Ich hatte es mir angewöhnt, immer Klimpergeld griffbereit in der Tasche zu haben. Aber einmal hatte ich nichts dabei, als ich dem alten Russen begegnete, und legte einen zerknitterten Fünfer in den aufgeklappten Akkordeonkasten. Geräuschlos. Aber auch das nahm er aus irgendeinem Augenwinkel seiner hundert Augen wahr und bedachte mich mit einem besonderen Lächeln und einem besonders heftigen Kopfnicken.

 

Nach meinem ersten Ausflug in die Stadt kroch ich dankbar und von Ich-weiß-nicht-was-allem gehörig mitgenommen in meine Höhle zurück.
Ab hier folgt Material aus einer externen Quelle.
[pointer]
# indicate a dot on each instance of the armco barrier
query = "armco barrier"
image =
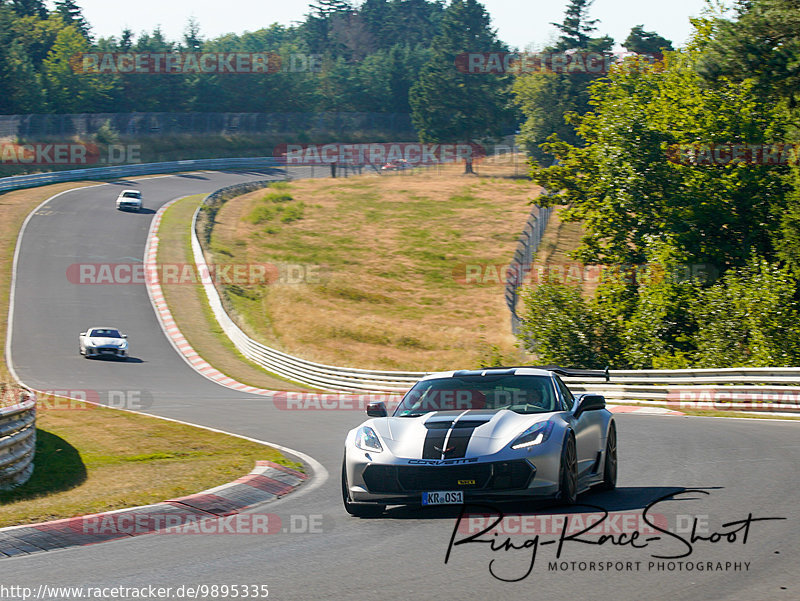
(625, 385)
(17, 441)
(54, 177)
(629, 385)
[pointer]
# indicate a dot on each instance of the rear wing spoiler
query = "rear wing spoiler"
(567, 372)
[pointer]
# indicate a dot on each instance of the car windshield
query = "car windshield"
(105, 333)
(522, 394)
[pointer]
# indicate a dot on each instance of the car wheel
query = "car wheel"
(568, 479)
(610, 464)
(361, 510)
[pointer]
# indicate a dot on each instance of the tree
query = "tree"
(450, 106)
(191, 36)
(29, 8)
(576, 27)
(72, 15)
(646, 42)
(749, 319)
(547, 99)
(68, 91)
(762, 43)
(559, 327)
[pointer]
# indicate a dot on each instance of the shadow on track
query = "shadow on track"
(58, 467)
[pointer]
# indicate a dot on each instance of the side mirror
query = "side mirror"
(590, 402)
(377, 409)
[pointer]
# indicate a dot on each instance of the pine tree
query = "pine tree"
(72, 15)
(576, 28)
(450, 106)
(646, 42)
(29, 8)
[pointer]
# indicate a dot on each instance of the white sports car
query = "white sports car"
(488, 434)
(129, 199)
(103, 342)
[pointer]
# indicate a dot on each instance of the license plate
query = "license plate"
(443, 497)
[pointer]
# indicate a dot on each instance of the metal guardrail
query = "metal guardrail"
(528, 244)
(17, 182)
(146, 124)
(17, 441)
(661, 386)
(782, 385)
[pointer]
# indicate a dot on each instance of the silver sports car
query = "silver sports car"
(103, 342)
(492, 434)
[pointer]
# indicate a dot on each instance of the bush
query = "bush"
(560, 327)
(750, 319)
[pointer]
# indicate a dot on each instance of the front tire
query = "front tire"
(359, 510)
(610, 463)
(568, 479)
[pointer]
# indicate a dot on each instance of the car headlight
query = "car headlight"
(367, 440)
(534, 435)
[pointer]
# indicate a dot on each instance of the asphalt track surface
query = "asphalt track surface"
(741, 466)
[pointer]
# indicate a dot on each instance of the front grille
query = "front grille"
(500, 475)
Und besprach wenige Tage später mit Renate aus meiner fünfköpfigen Ladygruppe (hervorgegangen aus einem dreimonatigem Antistress-Lehrgang am Naturkrankenhaus Wannsee) in meinem Garten die verschiedenartigen Verunsicherungen, denen wir in diesen Zeiten ausgesetzt sind, und welche Strategien wir entwickeln, ihnen möglichst kreativ zu begegnen. Mehr oder weniger gefangen, mehr oder weniger frei. Renate zum Beispiel, die bewundernswert und unerschrocken sich nach Sonstwohin allein aufmacht, nach New York zur moma, hier eine Wanderung, dort eine Reise…, hat sich für September notwendigerweise ein paar Tage Ostsee gebucht. Und ich bemerke bedauernd, so weit kann ich gar nicht denken. Und könnte ich es, würde ich vermutlich dennoch nichts planen, weil es mir zur Zeit unmöglich ist, meine Höhlen außer für wenige übersichtliche Stunden zu verlassen.

Und meinem Gefühl nach stürzte ich am Samstag nach meinem Stadtausflug in die Wohnung, warf mich von innen atemlos gegen die Tür, taumelte ins Balkonzimmer und streckte mich mit ausgebreiteten Armen und Beinen auf dem smaragdfarbenen Teppich aus, als sei er mir nun die Wiese und die Zimmerdecke der Himmel und der Raum und der Balkon die Welt.